The most important thing is for the pilots to yield to advisory, take forecasts before, weather advisory and also the terminal forecast to the destination airport before leaving.
Also, by integrating weather into their flight plan, it helps a lot in reducing risks and also helps them to plan. Besides, we issue weather alerts to operators, especially to passengers that during the rainy season, they should be very patient with airlines when there is a delay due to weather because we all know that in the air, there is no parking space. The moment you are in it and there is a hazard, you are going to encounter it.
The most important thing is yielding to these advisories and to add to this, we are planning stakeholders’ interactions in order to encourage, especially pilots and crew to consider weather as a very important part of the flight plan. In Abuja and Lagos airports, we are improving the pilots briefing rooms.
Port Harcourt in terms of our instrument is very okay now and we have to deploy an automatic weather delay system, which passes information to the air traffic controllers. The most important thing is to yield to the weather advisories and passengers should be very patient with airlines when there are delays due to bad weather. Delays happen all over the world, but the most important thing is communication.

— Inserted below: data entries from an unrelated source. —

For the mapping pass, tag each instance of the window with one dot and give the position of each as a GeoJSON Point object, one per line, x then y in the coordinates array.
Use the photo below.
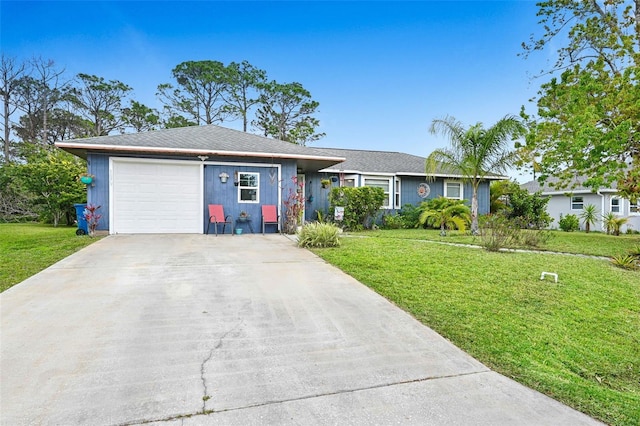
{"type": "Point", "coordinates": [615, 205]}
{"type": "Point", "coordinates": [383, 183]}
{"type": "Point", "coordinates": [577, 203]}
{"type": "Point", "coordinates": [453, 190]}
{"type": "Point", "coordinates": [248, 187]}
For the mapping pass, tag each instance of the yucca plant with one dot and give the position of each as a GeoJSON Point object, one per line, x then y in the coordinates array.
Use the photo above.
{"type": "Point", "coordinates": [319, 235]}
{"type": "Point", "coordinates": [589, 216]}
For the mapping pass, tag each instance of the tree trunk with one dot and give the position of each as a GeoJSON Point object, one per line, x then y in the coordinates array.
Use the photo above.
{"type": "Point", "coordinates": [474, 210]}
{"type": "Point", "coordinates": [7, 129]}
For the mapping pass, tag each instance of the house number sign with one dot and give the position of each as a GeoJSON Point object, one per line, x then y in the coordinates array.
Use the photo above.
{"type": "Point", "coordinates": [423, 190]}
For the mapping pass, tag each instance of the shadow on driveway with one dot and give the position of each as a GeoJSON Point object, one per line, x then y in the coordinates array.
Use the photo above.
{"type": "Point", "coordinates": [195, 329]}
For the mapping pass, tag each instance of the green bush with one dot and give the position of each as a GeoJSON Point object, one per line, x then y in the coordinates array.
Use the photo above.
{"type": "Point", "coordinates": [410, 215]}
{"type": "Point", "coordinates": [569, 223]}
{"type": "Point", "coordinates": [498, 231]}
{"type": "Point", "coordinates": [361, 205]}
{"type": "Point", "coordinates": [529, 209]}
{"type": "Point", "coordinates": [319, 235]}
{"type": "Point", "coordinates": [393, 221]}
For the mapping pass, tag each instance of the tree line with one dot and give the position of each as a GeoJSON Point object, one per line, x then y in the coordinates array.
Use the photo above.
{"type": "Point", "coordinates": [42, 105]}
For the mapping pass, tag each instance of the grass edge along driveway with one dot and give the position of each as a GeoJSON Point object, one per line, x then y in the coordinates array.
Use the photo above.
{"type": "Point", "coordinates": [577, 341]}
{"type": "Point", "coordinates": [27, 248]}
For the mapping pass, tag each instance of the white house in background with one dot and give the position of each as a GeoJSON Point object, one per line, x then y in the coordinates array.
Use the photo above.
{"type": "Point", "coordinates": [572, 201]}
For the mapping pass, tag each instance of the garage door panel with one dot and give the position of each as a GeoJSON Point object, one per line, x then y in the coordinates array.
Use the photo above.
{"type": "Point", "coordinates": [156, 198]}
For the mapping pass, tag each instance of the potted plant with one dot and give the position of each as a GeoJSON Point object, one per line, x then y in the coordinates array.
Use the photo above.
{"type": "Point", "coordinates": [86, 178]}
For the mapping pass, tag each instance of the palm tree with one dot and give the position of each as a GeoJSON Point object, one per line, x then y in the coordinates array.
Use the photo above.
{"type": "Point", "coordinates": [589, 216]}
{"type": "Point", "coordinates": [613, 223]}
{"type": "Point", "coordinates": [445, 213]}
{"type": "Point", "coordinates": [474, 152]}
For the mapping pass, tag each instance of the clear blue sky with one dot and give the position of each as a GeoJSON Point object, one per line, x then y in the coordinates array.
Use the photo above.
{"type": "Point", "coordinates": [382, 71]}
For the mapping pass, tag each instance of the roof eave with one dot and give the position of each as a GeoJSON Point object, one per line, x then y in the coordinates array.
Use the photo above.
{"type": "Point", "coordinates": [80, 147]}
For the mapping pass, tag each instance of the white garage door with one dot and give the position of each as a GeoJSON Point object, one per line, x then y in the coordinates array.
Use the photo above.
{"type": "Point", "coordinates": [150, 197]}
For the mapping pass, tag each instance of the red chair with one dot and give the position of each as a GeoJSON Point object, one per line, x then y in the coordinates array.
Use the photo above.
{"type": "Point", "coordinates": [270, 216]}
{"type": "Point", "coordinates": [216, 216]}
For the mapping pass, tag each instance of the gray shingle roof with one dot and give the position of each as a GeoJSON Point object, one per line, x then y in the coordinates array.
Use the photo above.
{"type": "Point", "coordinates": [575, 187]}
{"type": "Point", "coordinates": [197, 139]}
{"type": "Point", "coordinates": [398, 163]}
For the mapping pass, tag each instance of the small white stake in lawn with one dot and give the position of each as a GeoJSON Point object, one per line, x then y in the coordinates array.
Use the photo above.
{"type": "Point", "coordinates": [553, 274]}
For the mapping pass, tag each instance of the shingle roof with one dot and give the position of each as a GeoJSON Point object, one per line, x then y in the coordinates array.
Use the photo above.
{"type": "Point", "coordinates": [397, 163]}
{"type": "Point", "coordinates": [211, 139]}
{"type": "Point", "coordinates": [575, 187]}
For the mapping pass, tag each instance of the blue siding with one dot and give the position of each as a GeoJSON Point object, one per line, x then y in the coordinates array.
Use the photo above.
{"type": "Point", "coordinates": [320, 201]}
{"type": "Point", "coordinates": [408, 193]}
{"type": "Point", "coordinates": [215, 192]}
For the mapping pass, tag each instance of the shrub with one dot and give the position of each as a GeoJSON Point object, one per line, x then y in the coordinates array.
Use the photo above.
{"type": "Point", "coordinates": [393, 221]}
{"type": "Point", "coordinates": [410, 215]}
{"type": "Point", "coordinates": [534, 237]}
{"type": "Point", "coordinates": [626, 261]}
{"type": "Point", "coordinates": [498, 231]}
{"type": "Point", "coordinates": [444, 213]}
{"type": "Point", "coordinates": [319, 235]}
{"type": "Point", "coordinates": [569, 223]}
{"type": "Point", "coordinates": [361, 205]}
{"type": "Point", "coordinates": [530, 209]}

What is the latest on the services you provide for Sierra Leone and Liberia?
Sierra Leone and Liberia depend on our daily weather services and in addition to these two countries, we are helping Mozambique and Malawi on early warning and the quality management system. As for The Gambia, our personnel have been there for the last two years, training 40 personnel of their meteorological service in The Gambia on the basic data entry and early warning system. The first set graduated in April this year. Sirika and I travelled for the graduation ceremony and the President of The Gambia, Adama Barrow expressed his deep appreciation by inviting the team to the State House.
In addition to what we have been doing in Africa, NiMET and my humble self was elected as a Council Member of WMO and this was due to the huge contributions of Nigeria on the continent. Recently again, NiMET and myself were elected as the Chairman of the Board of Governors of the African Centre of Meteorological Application for Development (ACMAD) based in Niamey, Niger Republic. It was established in 1987. I think this is due to the big roles Nigeria is playing on the continent and due to this visibility; we are more encouraged to do more within the continent.
How do you intend to build capacity in terms of training of technical personnel?
Training as you know is very important. I earmark some percentages of our resources to training monthly. Our staff work around the clock everywhere. We realise that with capacity building we can achieve a lot and more so we intend to improve the standards of our equipment.